So I was catching on keynotes backlogs when I got to Chris McCord’s ElixirConf 2017 keynote, and around the 27 mins mark, he talked about a performance issues with a plug that calls a GenServer.cast to log metrics.
Paraphrased, he mentioned something along the line of
the problem we’re seeing is these services was doing a GenServer.cast on every request to a reporter backend, while the reporter backend was batching the requests, but it was sending a message to a single genserver process on every request, so this crashed the VM under load and reduced the application to a single thread performance
Referring the slide
So, my questions are:
-
Whats the issue with the code above? I get the crashing the VM part as it could flood the process of the mailbox and potentially causing it to run out of memory, but how does this cause the application to slow down to a single-threaded application level? Shouldn’t the
GenServer.cast
be asynchronous and thus should have minimal impact on the requests? -
How should it be done instead?
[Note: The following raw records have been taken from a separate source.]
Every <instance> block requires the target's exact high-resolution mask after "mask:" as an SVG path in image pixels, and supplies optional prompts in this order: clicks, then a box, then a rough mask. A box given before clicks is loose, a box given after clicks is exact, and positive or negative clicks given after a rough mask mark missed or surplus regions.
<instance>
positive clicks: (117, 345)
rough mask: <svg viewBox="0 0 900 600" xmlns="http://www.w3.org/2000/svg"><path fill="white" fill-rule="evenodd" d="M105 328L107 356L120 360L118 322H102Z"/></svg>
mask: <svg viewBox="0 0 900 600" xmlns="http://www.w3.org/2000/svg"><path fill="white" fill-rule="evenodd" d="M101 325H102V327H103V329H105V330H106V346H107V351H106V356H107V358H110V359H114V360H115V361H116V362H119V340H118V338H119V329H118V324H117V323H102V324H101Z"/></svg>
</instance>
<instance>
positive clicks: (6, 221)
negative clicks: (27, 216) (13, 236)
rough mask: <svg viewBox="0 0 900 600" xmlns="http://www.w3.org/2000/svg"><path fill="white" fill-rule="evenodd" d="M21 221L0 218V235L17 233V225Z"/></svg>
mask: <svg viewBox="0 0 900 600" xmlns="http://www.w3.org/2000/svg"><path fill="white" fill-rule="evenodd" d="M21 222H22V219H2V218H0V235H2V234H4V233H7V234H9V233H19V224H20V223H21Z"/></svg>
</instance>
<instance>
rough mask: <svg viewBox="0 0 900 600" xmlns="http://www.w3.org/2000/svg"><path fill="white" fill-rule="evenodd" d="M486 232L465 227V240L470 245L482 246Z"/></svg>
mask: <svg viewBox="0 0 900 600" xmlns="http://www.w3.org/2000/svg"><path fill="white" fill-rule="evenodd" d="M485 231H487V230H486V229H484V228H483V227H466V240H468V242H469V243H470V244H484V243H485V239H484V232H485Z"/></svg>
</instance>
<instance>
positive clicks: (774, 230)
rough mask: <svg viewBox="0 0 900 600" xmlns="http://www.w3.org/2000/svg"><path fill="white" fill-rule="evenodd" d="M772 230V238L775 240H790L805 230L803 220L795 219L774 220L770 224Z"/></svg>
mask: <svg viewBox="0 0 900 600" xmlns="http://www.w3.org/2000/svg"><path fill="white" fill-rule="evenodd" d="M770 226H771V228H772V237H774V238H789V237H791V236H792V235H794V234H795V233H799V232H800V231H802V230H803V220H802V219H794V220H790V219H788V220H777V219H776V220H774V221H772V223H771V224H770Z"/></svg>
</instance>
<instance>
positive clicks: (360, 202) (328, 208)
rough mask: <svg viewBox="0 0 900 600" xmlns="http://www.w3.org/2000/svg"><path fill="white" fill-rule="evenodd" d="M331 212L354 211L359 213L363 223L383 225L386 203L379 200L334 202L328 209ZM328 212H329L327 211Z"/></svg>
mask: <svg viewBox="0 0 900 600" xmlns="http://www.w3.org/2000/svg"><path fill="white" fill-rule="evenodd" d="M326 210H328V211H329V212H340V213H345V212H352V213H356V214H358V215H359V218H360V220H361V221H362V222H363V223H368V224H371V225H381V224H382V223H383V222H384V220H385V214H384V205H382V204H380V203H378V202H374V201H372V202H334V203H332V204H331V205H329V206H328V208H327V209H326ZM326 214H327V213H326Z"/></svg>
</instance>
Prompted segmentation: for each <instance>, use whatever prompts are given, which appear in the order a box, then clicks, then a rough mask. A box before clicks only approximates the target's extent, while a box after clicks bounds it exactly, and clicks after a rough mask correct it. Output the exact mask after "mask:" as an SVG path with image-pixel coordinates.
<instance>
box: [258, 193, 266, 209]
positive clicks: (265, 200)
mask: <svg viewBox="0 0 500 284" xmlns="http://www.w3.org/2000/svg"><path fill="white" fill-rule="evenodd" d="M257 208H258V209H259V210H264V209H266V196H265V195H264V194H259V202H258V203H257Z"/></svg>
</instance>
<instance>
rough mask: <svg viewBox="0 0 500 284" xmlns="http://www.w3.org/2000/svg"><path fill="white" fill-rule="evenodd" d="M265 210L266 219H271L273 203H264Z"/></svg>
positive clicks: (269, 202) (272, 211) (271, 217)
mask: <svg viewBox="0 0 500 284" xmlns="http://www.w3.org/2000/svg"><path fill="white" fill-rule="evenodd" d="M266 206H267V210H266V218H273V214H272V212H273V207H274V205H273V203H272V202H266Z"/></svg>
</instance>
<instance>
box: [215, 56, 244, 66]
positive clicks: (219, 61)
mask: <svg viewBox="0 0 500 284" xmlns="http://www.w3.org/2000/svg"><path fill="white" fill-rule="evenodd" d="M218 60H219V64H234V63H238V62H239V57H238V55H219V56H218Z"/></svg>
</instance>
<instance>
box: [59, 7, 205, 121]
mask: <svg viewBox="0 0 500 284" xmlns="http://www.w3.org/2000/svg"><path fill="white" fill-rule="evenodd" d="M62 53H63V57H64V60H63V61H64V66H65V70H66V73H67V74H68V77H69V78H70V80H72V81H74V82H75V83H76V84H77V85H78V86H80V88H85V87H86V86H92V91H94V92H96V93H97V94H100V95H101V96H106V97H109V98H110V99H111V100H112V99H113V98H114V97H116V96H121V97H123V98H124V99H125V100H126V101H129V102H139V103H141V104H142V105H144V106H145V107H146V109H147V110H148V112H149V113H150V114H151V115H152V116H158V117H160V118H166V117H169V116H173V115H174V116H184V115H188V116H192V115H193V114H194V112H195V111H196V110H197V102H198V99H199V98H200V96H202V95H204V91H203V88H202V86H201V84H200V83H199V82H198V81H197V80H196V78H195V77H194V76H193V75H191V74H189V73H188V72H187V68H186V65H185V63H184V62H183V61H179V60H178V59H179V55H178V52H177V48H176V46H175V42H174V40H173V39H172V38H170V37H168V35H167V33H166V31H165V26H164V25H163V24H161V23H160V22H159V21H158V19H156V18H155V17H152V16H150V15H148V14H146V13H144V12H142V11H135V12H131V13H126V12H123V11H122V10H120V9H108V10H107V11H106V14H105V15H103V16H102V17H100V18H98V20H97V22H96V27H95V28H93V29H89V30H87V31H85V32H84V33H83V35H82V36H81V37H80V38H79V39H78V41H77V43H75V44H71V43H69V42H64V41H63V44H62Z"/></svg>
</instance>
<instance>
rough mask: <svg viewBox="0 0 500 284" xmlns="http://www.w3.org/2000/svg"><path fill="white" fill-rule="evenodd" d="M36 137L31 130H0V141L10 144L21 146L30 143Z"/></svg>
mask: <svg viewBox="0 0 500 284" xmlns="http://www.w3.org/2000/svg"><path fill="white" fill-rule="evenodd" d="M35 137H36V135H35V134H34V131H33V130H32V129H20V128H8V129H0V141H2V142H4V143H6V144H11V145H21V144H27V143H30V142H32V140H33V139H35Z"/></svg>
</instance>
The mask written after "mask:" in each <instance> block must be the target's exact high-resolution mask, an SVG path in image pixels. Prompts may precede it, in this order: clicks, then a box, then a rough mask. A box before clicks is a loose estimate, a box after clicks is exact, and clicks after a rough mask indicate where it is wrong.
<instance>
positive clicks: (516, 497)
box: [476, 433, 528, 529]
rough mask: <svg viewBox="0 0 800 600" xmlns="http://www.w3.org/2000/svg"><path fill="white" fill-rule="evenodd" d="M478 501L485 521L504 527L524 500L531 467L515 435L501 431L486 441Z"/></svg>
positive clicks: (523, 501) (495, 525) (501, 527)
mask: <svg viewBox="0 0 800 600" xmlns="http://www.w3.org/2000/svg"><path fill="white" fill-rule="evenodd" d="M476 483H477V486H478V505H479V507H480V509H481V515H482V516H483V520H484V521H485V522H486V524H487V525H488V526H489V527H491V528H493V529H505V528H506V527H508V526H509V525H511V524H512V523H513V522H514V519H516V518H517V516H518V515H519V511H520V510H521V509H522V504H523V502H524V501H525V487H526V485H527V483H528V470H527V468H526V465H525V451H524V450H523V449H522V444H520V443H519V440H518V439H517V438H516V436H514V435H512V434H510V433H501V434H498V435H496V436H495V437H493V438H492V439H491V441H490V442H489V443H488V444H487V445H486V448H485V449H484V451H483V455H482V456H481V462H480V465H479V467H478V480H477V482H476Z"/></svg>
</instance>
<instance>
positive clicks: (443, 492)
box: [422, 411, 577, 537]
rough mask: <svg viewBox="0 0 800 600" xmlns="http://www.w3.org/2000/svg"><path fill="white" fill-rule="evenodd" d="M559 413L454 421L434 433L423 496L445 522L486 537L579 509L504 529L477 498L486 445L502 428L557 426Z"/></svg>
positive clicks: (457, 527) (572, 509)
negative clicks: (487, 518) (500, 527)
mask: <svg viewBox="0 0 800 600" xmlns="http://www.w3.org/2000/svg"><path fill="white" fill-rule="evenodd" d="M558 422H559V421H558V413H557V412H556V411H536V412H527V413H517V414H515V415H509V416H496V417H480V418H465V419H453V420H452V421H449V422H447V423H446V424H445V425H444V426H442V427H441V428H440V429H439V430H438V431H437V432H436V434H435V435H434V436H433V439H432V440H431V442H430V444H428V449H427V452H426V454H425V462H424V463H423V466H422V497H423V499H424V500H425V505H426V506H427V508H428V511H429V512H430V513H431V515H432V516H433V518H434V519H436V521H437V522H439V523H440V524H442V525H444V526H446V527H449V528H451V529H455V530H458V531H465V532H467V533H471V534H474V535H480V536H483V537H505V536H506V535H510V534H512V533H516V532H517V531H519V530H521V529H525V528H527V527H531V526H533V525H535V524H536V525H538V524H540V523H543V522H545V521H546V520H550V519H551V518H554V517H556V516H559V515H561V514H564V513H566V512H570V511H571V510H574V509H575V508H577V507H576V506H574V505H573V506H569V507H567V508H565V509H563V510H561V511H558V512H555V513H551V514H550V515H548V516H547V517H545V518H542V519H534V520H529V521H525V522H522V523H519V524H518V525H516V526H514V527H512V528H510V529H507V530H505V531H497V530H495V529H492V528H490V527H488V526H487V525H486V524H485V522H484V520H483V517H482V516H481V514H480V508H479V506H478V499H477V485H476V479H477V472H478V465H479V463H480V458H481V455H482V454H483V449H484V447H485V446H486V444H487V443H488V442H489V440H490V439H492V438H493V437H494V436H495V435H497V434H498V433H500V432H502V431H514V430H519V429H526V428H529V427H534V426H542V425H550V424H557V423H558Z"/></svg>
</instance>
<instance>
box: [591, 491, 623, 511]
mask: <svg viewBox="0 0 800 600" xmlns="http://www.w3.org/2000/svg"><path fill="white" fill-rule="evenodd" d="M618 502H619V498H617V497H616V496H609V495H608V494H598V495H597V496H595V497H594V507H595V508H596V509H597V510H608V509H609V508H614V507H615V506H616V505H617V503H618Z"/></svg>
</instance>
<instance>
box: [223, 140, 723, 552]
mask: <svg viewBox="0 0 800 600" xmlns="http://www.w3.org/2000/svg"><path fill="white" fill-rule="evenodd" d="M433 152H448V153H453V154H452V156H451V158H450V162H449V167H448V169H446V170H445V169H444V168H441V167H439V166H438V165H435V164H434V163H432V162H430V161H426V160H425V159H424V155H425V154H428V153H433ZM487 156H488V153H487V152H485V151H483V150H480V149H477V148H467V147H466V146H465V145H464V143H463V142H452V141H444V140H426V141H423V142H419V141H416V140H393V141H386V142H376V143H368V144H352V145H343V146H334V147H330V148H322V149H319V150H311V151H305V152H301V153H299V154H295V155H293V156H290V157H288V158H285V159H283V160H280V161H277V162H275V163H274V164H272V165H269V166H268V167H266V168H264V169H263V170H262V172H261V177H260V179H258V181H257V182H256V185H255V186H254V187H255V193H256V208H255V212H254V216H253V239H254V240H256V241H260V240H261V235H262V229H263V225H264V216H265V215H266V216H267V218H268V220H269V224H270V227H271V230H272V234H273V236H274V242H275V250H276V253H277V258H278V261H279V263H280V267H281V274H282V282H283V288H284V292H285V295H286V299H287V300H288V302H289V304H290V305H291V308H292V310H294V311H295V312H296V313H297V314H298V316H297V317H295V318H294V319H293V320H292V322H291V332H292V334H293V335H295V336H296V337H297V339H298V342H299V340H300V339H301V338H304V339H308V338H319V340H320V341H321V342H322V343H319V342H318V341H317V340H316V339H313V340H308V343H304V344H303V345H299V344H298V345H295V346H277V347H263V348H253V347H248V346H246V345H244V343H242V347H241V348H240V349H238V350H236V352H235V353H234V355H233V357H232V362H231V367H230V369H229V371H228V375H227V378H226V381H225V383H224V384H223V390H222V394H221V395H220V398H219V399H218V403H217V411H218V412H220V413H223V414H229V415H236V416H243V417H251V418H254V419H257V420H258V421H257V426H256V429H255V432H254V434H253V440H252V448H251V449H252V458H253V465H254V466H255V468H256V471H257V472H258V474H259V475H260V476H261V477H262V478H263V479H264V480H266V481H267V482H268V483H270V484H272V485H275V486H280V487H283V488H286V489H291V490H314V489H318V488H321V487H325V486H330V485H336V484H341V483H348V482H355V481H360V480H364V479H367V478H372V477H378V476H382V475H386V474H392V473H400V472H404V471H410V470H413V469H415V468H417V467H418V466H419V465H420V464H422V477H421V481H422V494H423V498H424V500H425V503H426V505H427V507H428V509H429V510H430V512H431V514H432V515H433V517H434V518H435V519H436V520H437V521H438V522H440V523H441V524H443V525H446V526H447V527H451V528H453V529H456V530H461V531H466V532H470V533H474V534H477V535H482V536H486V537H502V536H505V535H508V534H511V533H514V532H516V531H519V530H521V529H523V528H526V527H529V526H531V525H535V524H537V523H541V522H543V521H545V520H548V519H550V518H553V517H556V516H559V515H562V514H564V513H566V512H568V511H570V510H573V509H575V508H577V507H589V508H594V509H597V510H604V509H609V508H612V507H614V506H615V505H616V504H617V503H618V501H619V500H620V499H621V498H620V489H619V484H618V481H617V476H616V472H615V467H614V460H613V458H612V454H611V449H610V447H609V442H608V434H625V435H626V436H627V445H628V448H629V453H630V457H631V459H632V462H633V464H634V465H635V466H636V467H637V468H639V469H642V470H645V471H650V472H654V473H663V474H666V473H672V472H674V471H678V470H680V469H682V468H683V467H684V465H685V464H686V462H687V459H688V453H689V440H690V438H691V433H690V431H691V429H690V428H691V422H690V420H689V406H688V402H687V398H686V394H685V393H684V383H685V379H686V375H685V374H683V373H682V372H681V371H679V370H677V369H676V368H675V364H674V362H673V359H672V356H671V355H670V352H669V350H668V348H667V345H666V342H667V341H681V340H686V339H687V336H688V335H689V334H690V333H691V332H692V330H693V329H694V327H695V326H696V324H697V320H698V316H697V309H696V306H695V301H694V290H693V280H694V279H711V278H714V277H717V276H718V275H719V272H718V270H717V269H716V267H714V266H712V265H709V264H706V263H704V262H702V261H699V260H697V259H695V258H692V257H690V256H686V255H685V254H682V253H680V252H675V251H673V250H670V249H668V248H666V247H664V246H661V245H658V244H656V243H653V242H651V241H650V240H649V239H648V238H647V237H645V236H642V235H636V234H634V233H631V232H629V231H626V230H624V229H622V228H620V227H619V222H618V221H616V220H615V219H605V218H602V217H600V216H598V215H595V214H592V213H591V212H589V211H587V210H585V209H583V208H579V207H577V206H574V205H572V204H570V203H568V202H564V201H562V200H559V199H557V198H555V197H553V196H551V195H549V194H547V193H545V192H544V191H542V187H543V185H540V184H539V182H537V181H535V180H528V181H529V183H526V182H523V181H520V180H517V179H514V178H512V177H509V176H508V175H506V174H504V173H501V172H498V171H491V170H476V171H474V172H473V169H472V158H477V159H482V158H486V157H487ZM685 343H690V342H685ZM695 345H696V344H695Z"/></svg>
I’ve seen some suggestion on maintaining a pool of workers, but I don’t see how that would help since theres still a “reporting backend” to receive the message that would still be the bottleneck. (or really, I see how it would become the bottleneck for the metric collection, but I don’t really understand how it would become a bottleneck that affects the web requests since it runs on a separate process (ignoring resource consumption/process scheduling etc)).